The full inscription reads:

This tunnel constructed by the London County Council
was opened by HRH The Prince of Wales KG
on the 12th of June 1908

Maurice Fitzmaurice CMG Engineer

Unusually, pedestrians can walk through the tunnel as there are stairs leading down to the entrance and footpaths. Due to the current day concerns about pollution it may not be a wise choice! The entrance to the tunnel and the inscription can be seen from a safe location in St James's Gardens.

Wikopedia has an article about the tunnel that tells us:

The Rotherhithe Tunnel is a road tunnel under the River Thames in East London, connecting the Ratcliff district of Limehouse in the London Borough of Tower Hamlets north of the river to Rotherhithe in the London Borough of Southwark south of the river, designated the A101. It was formally opened in 1908 by George Prince of Wales (later King George V), and Richard Robinson, Chairman of the London County Council.

It should not be confused with the nearby earlier and much more historic Thames Tunnel, designed and built under the supervision of Marc Isambard Brunel and his son Isambard Kingdom Brunel, used by London Overground for the East London Line.

Designed by Sir Maurice Fitzmaurice, the Engineer to the London County Council, construction was authorised by the Thames Tunnel (Rotherhithe and Ratcliff) Act 1900 despite considerable opposition from local residents, nearly 3,000 of whom were displaced by the works.

The work took place between 1904 and 1908, executed by resident engineer Edward H. Tabor and contractors Price and Reeves, at a cost of about £1 million.
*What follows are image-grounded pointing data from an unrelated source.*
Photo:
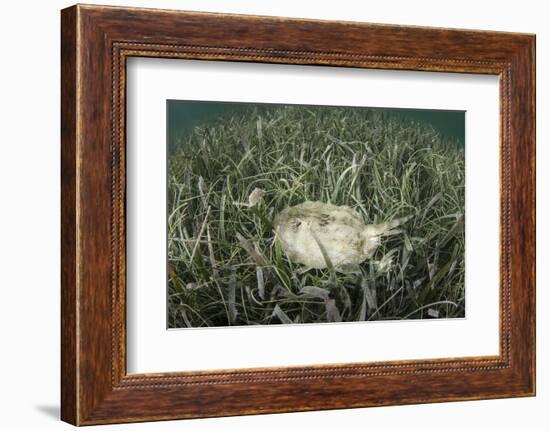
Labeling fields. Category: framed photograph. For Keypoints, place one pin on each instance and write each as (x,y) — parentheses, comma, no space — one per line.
(263,214)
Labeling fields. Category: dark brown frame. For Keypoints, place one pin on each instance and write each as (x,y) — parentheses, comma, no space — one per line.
(96,41)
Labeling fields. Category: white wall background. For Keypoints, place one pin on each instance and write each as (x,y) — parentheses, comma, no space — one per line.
(29,215)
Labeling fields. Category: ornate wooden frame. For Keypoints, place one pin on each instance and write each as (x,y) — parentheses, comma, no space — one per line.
(95,42)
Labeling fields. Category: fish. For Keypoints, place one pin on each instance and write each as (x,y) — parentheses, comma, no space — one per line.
(321,235)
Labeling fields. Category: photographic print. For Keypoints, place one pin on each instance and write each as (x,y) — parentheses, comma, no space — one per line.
(298,214)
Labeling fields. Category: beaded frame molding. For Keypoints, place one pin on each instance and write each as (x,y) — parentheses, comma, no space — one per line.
(95,43)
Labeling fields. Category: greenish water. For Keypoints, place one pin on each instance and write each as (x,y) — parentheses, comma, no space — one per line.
(183,116)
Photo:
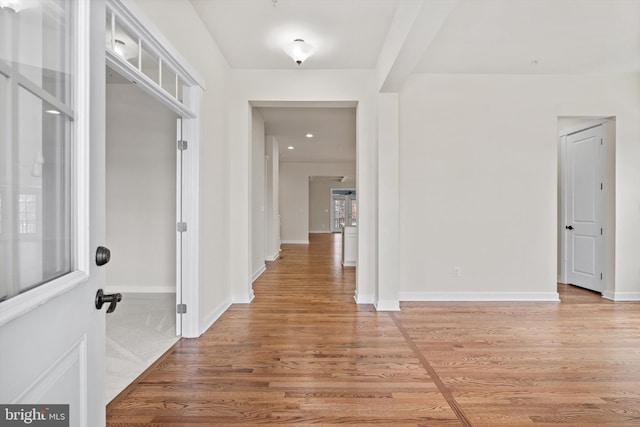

The tunnel was excavated partly using a tunnelling shield and partly by cut-and-cover. The entrance arches are the cutting edges of the tunnelling shield, which measured 30 feet 8 inches (9.35 m) in diameter, forming in effect a loading gauge for the tunnel.

The tunnel consists of a single bore, 4,860 feet (1,481 m) long, carrying a two-lane carriageway 48 feet (14.5 m) below the high-water level of the Thames, with a maximum depth of 75 feet (23 m) below the surface. Four shafts were sunk alongside the tunnel to aid construction, later ventilation and entrance shafts. The two riverside shafts, red brick with stone dressings, had iron spiral staircases as pedestrian entrances. They are closed to the public (the roofs were damaged during WWII, and the iron staircases became dangerous), and the only entrances are the portals (the bases of the staircases can still be seen in the tunnel). Pedestrian and cycle access is permitted, but the distances involved for pedestrians increased significantly when the spiral staircases closed.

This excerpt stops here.